Date: |
23-07-2015 |
Subject: |
India’s import duty hike raises red flag at WTO |
NEW DELHI: For years the government has been talking about moving to Asean rates of import duty, which is around 5%.
But, a recent review of India's trade policy has showed that the average applied customs duty rate went up to 13% in 2014-15, compared to 12% at the time of the last review in 2010-11 — a move that has seen some red flags go up at the World Trade Organization. This means that the applied rate is much higher: Between 10% and 300% for farm products and up to 150% for industrial goods. On an average the average applied customs tariff was around 9.5% for non-farm goods.
For years, the developed as well as some of the developing countries have been pressing India to lower tariff barriers, arguing that the economy has developed. But given local sensitivities, the government has failed to go for a sharper reduction.
"In UPA-I, the focus was to aggressively towards Asean rates but some of the decisions didn't come through," acknowledged an officer, who was involved with the deliberations. Sources pointed out that one of the key reasons for the increase in average tariffs was a hike in duty on farm goods as well as items such as gold, silver and even crude oil.
In addition, specific duty in sectors such as textiles — which was an important element of the move towards Asean rates — did not materialize as the domestic industry has managed to get the government to retain protection as well as subsidies. In sectors such as automobiles, despite the reduction in recent years, tariffs remain the highest in the world, although domestic production has gone up significantly and almost all the major auto makers have now set up shops in the country.

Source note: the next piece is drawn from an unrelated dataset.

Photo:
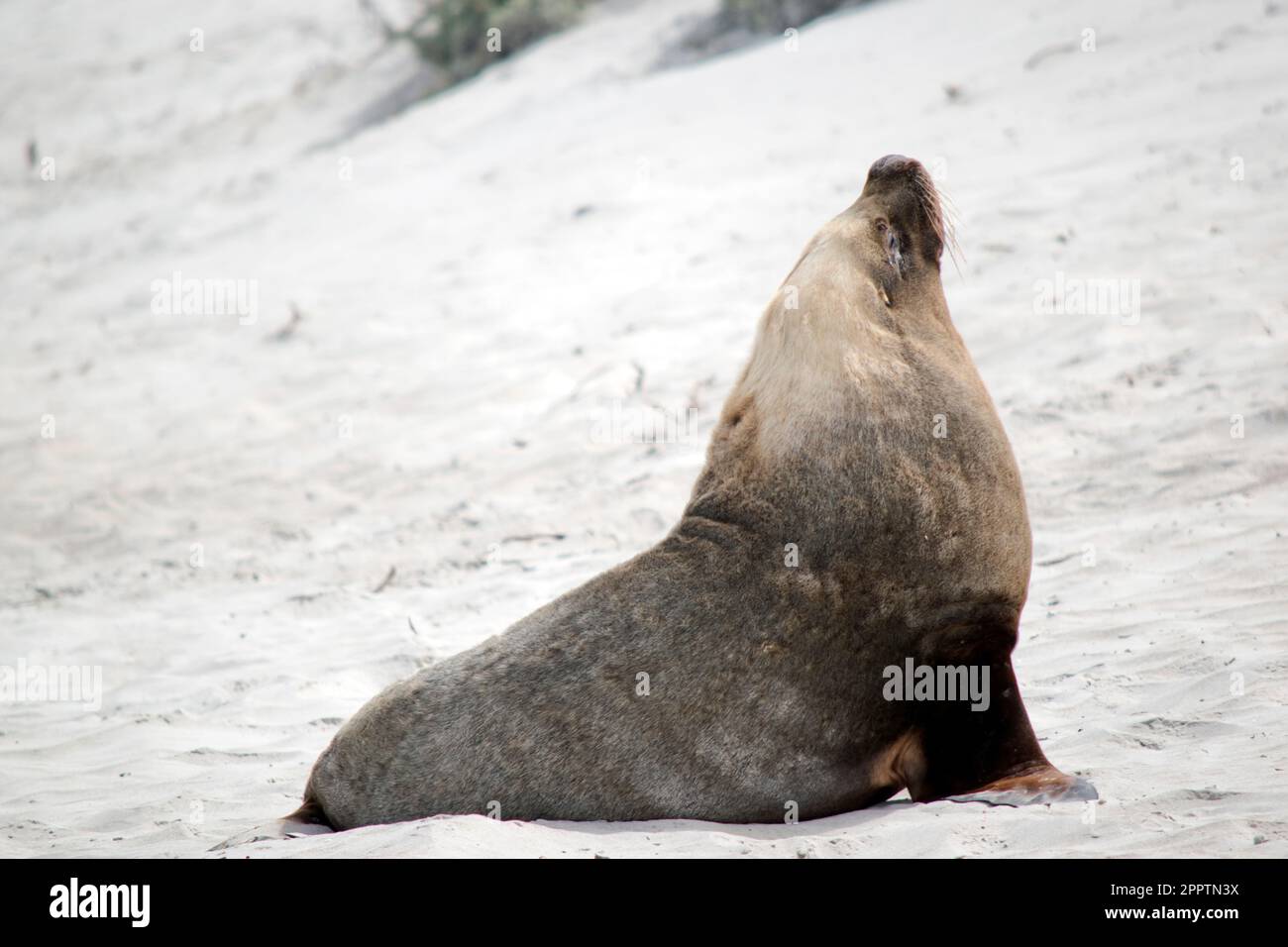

For long, the domestic industry has managed to convince successive governments that import barriers in the form of high customs duty are needed to ensure that Indian industry is not adversely impacted by higher costs on account of poor infrastructure and transaction problems.
In any case, reduction in import duty on agricultural products is politically unpalatable. But, all these have not gone down well at the WTO with several countries, ranging from Argentina and South Korea to Oman and the US, demanding lowering of barriers to trade.
The average tariff on agricultural products is 36.4%, Argentina pointed out. Oman said 25% of India's tariff lines remain unbound, adding to the complication.